Facts about Martin Heidegger
Martin Heidegger Biography
German Martin Heidegger made his mark on western philosophy with the 1927 publication of Being and Time.
Within that tradition, he’s sometimes said to be the most influential philosopher of the 20th century.
Heidegger was an academic and philosopher who spent nearly his entire life in Freiburg, Germany, where his early interest in theology met with the method of phenomenology of mentor Edmund Husserl.
Heidegger challenged the Aristotelian model and asked the question “what is the essence of being?” He believed humans could not be separated from the temporal, historical world.

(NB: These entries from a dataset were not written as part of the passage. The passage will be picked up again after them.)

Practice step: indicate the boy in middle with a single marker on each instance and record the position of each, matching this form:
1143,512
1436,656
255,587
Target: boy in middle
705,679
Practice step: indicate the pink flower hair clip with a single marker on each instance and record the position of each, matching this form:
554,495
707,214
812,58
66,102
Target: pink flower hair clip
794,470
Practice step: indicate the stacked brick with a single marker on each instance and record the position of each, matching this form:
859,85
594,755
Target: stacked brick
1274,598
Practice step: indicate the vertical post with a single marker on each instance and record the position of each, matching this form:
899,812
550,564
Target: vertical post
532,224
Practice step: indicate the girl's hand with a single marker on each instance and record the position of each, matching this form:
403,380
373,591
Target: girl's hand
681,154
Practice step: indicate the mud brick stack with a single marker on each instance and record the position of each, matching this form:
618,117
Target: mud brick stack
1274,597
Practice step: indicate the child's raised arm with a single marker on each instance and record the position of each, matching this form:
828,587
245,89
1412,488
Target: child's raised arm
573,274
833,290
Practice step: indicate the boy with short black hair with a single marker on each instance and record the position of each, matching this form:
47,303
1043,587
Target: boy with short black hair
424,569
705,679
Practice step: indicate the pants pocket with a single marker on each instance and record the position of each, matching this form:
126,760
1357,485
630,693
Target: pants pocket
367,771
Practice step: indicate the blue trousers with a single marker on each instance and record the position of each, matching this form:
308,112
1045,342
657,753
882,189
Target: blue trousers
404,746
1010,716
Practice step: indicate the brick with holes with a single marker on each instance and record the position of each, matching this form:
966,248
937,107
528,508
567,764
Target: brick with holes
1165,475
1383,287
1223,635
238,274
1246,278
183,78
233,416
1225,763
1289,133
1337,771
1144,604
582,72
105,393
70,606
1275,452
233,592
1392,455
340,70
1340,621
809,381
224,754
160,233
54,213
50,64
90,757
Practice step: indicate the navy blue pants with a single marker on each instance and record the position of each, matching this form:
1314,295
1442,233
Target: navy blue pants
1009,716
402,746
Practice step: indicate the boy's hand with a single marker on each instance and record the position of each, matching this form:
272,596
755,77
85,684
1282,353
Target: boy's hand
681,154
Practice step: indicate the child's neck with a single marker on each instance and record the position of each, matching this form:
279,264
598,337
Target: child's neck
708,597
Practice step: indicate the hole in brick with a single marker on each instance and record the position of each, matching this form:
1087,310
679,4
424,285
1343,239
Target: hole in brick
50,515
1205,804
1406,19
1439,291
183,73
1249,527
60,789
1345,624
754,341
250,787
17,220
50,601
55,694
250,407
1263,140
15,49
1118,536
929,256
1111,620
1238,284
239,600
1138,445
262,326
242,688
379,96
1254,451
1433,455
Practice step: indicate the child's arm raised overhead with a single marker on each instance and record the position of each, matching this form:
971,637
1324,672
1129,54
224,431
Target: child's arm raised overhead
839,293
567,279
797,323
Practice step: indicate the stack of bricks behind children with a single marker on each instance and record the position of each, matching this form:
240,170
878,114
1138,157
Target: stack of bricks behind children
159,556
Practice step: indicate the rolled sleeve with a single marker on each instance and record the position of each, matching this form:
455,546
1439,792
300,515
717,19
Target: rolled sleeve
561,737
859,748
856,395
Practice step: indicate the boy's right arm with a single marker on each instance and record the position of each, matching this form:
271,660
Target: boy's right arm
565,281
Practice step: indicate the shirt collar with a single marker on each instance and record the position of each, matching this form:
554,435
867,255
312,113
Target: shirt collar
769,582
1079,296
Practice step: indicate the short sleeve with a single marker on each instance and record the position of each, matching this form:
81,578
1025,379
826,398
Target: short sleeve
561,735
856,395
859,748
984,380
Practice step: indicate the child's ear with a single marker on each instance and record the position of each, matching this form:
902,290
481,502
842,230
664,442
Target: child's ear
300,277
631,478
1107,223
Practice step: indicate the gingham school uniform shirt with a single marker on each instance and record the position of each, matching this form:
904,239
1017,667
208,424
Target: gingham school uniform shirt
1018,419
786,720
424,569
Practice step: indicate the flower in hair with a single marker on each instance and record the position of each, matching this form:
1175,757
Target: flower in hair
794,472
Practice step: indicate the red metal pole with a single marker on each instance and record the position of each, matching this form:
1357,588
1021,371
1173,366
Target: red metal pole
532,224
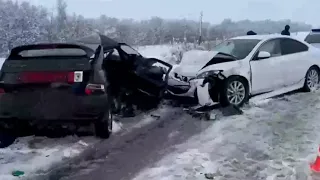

Born into an already constructed social world, our difficult task is to live an “authentic” life, aware of our own finite existence.
This kind of being, bereft of some distinct, everlasting soul, greatly influenced existentialism, especially in France.
Heidegger was famously difficult to read in the original German — he created many of his own terms, including Dasein (“there-being”) — but his challenges to the ideas of René Descartes and Georg Hegel changed the course of western philosophy.
Despite his importance to Western philosophy, Heidegger’s reputation has been tainted by his membership in the Nazi party from 1933 until the end of Hitler’s Germany. As Rector for the University, Heidegger dismissed Jewish faculty and even barred his mentor Edmund Husserl from the grounds (Husserl, a Jew, was also stripped of his emeritus status).
After the war, Heidegger was banned from teaching for several years, but by the 1950s was back at the academic life.
Extra credit
Martin Heidegger was a mentor to Hannah Arendt. They had an affair when she was a student and he was her professor (he was 35 and married, she was 19). Confirmation of this love affair came to light many years after their deaths.